Ailleurs au Moyen-Orient, l'armée israélienne a déclaré que le Hezbollah avait tiré des roquettes sur ses troupes dans le sud du Liban, accusant le groupe soutenu par l'Iran de violer un cessez-le-feu avant les discussions médiées par les États-Unis entre les gouvernements israélien et libanais cette semaine. Le Hezbollah n'a fait aucun commentaire immédiat.

Alors que les inquiétudes grandissent concernant l'approvisionnement en kérosène, le responsable des transports de l'Union européenne a indiqué que le bloc fournirait des directives aux compagnies aériennes sur la gestion des créneaux aéroportuaires, des droits des passagers et des obligations de service public en cas de pénurie due au conflit iranien.

La ministre allemande de l'Économie, Katherina Reiche, a affirmé que les stocks de kérosène ne sont pas en danger, les raffineries s'adaptant à la hausse de la demande, tout en précisant que le gouvernement surveillait la situation.

OFFRE RUSSE

Le président ukrainien Volodymyr Zelensky a déclaré que l'oléoduc Droujba, qui achemine le pétrole russe vers l'Europe, est prêt à reprendre ses opérations, signalant que l'Ukraine s'attend désormais au déblocage d'un plan d'aide de 90 milliards d'euros (106 milliards de dollars). Trois sources industrielles ont toutefois indiqué que la Russie s'apprête à interrompre les exportations de pétrole du Kazakhstan vers l'Allemagne via Droujba à compter du 1er mai.
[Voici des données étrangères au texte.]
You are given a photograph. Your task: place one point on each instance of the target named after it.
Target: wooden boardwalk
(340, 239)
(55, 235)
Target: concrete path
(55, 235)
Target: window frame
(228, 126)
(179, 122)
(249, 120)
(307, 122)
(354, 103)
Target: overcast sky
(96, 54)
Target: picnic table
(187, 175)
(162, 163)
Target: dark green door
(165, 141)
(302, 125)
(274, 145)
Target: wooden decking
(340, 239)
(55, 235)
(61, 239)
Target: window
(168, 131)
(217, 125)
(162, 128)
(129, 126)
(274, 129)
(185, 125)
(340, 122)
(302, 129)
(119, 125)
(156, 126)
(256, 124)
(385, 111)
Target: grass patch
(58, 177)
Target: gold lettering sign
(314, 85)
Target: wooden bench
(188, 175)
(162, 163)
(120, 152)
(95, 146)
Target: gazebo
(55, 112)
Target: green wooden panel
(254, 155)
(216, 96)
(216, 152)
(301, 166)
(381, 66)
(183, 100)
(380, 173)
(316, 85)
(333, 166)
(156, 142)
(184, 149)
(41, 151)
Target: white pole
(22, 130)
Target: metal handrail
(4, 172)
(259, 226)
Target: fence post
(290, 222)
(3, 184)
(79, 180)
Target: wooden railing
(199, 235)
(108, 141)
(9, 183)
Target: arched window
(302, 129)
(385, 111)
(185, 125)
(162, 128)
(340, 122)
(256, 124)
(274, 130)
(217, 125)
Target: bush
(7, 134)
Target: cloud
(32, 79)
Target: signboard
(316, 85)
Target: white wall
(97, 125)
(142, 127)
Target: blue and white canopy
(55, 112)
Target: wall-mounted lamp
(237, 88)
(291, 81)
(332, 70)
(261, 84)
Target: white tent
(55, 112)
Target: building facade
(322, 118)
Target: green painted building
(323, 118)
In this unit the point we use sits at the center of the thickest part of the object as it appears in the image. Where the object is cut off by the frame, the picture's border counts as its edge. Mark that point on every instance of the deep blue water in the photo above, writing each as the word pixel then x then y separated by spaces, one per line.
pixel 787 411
Le ministère russe de l'Énergie n'a pas répondu immédiatement à une demande de commentaire. Le porte-parole du Kremlin, Dmitri Peskov, a déclaré ne pas être au courant d'une telle décision concernant les exportations de brut.
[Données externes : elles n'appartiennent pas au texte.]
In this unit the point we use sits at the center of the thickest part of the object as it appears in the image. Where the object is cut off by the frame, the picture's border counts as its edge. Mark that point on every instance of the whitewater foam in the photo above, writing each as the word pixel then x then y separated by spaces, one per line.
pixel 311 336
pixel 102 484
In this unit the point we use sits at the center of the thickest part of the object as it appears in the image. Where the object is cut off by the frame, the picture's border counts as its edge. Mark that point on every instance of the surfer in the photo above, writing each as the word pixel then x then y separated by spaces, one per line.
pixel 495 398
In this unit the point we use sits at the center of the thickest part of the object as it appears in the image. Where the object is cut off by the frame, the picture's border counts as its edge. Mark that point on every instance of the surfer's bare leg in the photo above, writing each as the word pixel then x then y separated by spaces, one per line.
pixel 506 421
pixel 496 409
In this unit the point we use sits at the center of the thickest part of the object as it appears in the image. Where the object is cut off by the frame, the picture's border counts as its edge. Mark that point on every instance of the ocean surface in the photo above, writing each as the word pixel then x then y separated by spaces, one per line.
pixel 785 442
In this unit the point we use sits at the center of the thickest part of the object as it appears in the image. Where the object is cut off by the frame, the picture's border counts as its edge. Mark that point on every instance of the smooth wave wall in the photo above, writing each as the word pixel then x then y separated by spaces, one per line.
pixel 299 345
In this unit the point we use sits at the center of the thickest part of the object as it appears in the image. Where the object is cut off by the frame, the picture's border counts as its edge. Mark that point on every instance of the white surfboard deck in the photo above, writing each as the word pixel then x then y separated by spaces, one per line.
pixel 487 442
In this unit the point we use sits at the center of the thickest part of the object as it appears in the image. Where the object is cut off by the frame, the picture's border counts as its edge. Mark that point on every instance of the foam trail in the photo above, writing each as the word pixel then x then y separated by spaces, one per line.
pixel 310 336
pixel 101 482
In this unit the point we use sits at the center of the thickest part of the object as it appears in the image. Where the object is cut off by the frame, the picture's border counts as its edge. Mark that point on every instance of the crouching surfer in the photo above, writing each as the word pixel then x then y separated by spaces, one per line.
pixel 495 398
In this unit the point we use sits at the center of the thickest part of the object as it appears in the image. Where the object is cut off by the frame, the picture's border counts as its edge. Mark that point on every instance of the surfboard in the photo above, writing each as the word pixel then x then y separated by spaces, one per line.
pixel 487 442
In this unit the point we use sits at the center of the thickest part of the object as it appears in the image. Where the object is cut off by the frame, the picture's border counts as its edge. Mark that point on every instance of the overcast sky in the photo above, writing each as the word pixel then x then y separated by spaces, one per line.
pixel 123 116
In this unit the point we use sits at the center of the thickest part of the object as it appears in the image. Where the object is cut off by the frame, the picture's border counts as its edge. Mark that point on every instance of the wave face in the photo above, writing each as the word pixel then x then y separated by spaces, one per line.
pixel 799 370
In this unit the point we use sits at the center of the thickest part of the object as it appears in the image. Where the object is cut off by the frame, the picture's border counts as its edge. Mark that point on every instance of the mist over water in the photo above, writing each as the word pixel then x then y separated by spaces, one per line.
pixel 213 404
En Allemagne, première économie d'Europe, le moral des investisseurs est tombé en avril à son plus bas niveau depuis plus de trois ans, les entreprises commençant à ressentir les conséquences économiques de la guerre en Iran bien au-delà de la simple hausse des prix, selon l'institut de recherche économique ZEW.

Aux États-Unis, les ventes au détail ont progressé plus que prévu en mars, le conflit iranien ayant fait grimper les prix de l'essence et entraîné une hausse record des recettes des stations-service, tandis que les remboursements d'impôts ont soutenu la consommation dans d'autres secteurs.
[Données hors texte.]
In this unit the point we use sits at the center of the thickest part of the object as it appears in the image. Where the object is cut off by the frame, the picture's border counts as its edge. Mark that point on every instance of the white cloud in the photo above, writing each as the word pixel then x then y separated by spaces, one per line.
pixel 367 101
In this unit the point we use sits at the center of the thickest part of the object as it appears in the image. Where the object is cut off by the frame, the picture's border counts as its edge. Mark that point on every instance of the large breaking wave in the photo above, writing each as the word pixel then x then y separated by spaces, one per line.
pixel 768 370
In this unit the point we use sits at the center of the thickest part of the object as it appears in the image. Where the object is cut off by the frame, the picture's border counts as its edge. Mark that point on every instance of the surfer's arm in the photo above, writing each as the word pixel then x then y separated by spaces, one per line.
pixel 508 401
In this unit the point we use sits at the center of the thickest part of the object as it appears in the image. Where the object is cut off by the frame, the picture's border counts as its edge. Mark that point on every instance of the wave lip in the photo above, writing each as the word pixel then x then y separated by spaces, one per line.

ATTENTE DES RAPPORTS SUR LES STOCKS AMÉRICAINS

Ces hausses de prix sont intervenues alors que le marché attendait les orientations de l'Agence américaine d'information sur l'énergie (EIA) prévues mercredi.

Les stocks de pétrole brut aux États-Unis ont diminué après trois semaines consécutives de hausse, tandis que les réserves d'essence et de produits distillés ont également reculé, ont indiqué des sources de marché, citant les chiffres de l'American Petroleum Institute (API) publiés mardi.

Les stocks de brut auraient chuté de 4,5 millions de barils au cours de la semaine achevée le 17 avril, selon ces sources s'exprimant sous couvert d'anonymat.

Les analystes anticipaient que les sociétés énergétiques puiseraient 1,2 million de barils dans leurs réserves au cours de cette même période.

Les stocks d'essence ont reculé de 5,2 millions de barils, tandis que ceux de produits distillés ont diminué de 4,6 millions de barils par rapport à la semaine précédente, selon les mêmes sources.